To provide additional airflow for the blower 208, the example shroud 200 of FIG. 2 includes an auxiliary intake vent 210 defined in a second surface 212 of the shroud 200. The auxiliary intake vent 210 includes openings 214. As shown in FIG. 2, the second surface 212 forms an end of the shroud 200. Also, in this example, the second surface is orthogonal to the first surface 209. The auxiliary intake vent 210 increases the amount of air to the blower 208 via fluid communication between the auxiliary intake vent 210 and the blower 208. Put another way, the auxiliary intake vent 210 provides for supplemental air to the blower 208 in addition to the air entering via the inlet 204 (and/or the air entering via a vent formed in the backplate (FIG. 4)). Thus, in the example of FIG. 2, the blower 208 receives air from more than one inlet (e.g., the inlet 204 and the auxiliary vent 210).

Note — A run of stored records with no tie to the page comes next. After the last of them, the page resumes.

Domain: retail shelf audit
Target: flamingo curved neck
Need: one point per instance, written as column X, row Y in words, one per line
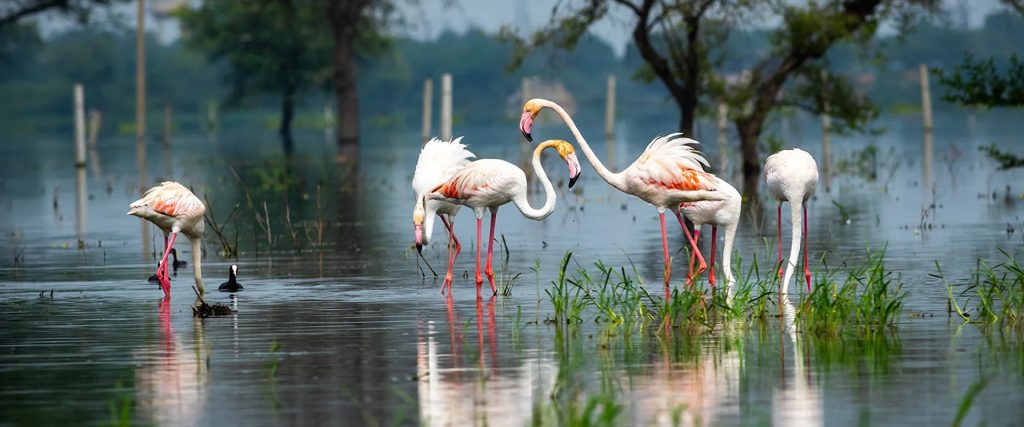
column 614, row 179
column 796, row 206
column 428, row 219
column 549, row 190
column 198, row 263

Also, in the example chassis 100 of FIGS. 1 and 2, the housing 202 is arranged in the chassis 100 such that the auxiliary intake vent 210 is proximate to the exterior grille 106 of the chassis 100. In this example, the second surface 212 that includes the auxiliary intake vent 210 faces the exterior grille 106. Thus, air flowing through the openings 108 of the exterior grille 106 (and the openings 207 of the second grille 206 of the platform 203) passes through the openings 214 of the auxiliary intake vent 210 toward the blower 208 with less flow resistance as compared to if, for instance, the auxiliary intake vent 210 was located on an opposite side of the shroud 200 from the second surface 212.

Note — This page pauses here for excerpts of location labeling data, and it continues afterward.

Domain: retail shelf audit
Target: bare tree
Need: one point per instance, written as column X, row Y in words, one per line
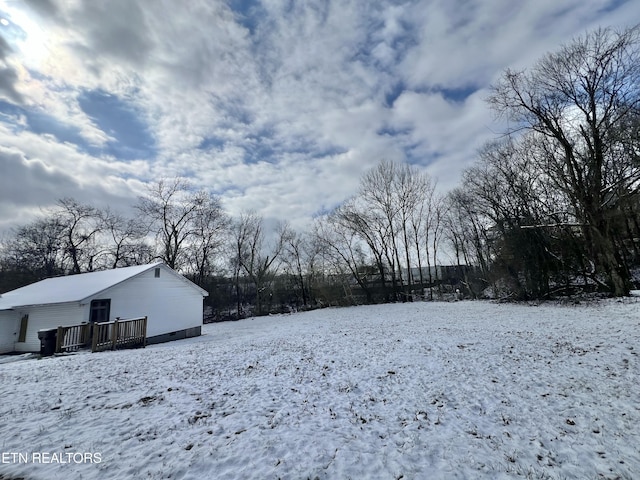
column 125, row 240
column 577, row 99
column 254, row 256
column 210, row 226
column 81, row 226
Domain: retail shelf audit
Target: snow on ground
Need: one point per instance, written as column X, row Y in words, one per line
column 422, row 390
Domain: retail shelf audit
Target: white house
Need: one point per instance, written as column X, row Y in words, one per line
column 172, row 304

Because of the spatial proximity of the auxiliary intake vent 210 to the exterior grille 106 (FIG. 1), air entering the housing 202 via the auxiliary intake vent 210 has a lower temperature as compared to air that is drawn into the blower via the inlet 204, which is more likely to be subject to heat from other components prior to entering the inlet 204, as discussed above. Thus, because of the spatial proximity of the openings 108 of the exterior grille 106 and the openings 214 of the auxiliary intake vent 210, the auxiliary intake vent 210 facilitates a reduction in average air intake temperature in the chassis 100.

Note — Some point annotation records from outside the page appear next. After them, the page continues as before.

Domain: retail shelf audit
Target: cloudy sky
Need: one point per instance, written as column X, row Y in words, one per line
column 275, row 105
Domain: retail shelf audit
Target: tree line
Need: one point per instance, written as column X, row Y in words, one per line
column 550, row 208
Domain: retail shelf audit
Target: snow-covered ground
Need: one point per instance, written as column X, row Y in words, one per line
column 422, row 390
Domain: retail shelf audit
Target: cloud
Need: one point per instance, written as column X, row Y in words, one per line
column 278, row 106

Although examples disclosed herein are primarily discussed with respect to the auxiliary intake vent 210 of the shroud 200 for the graphics card, the auxiliary intake vent 210 can be formed in other shrouds or covers for electronic components in the chassis 100. For example, the auxiliary intake vent 210 can be formed in the shroud 201 of the central processing unit on a surface of the shroud 201 proximate to the exterior grille 106 (e.g., facing the exterior grille 106). As another example, the auxiliary intake vent 210 can be formed in a shroud of a solid-state drive (SSD) in the chassis 100. Also, although examples disclosed herein refer to chassis having compact form factors, examples disclosed herein can be implemented in larger chassis.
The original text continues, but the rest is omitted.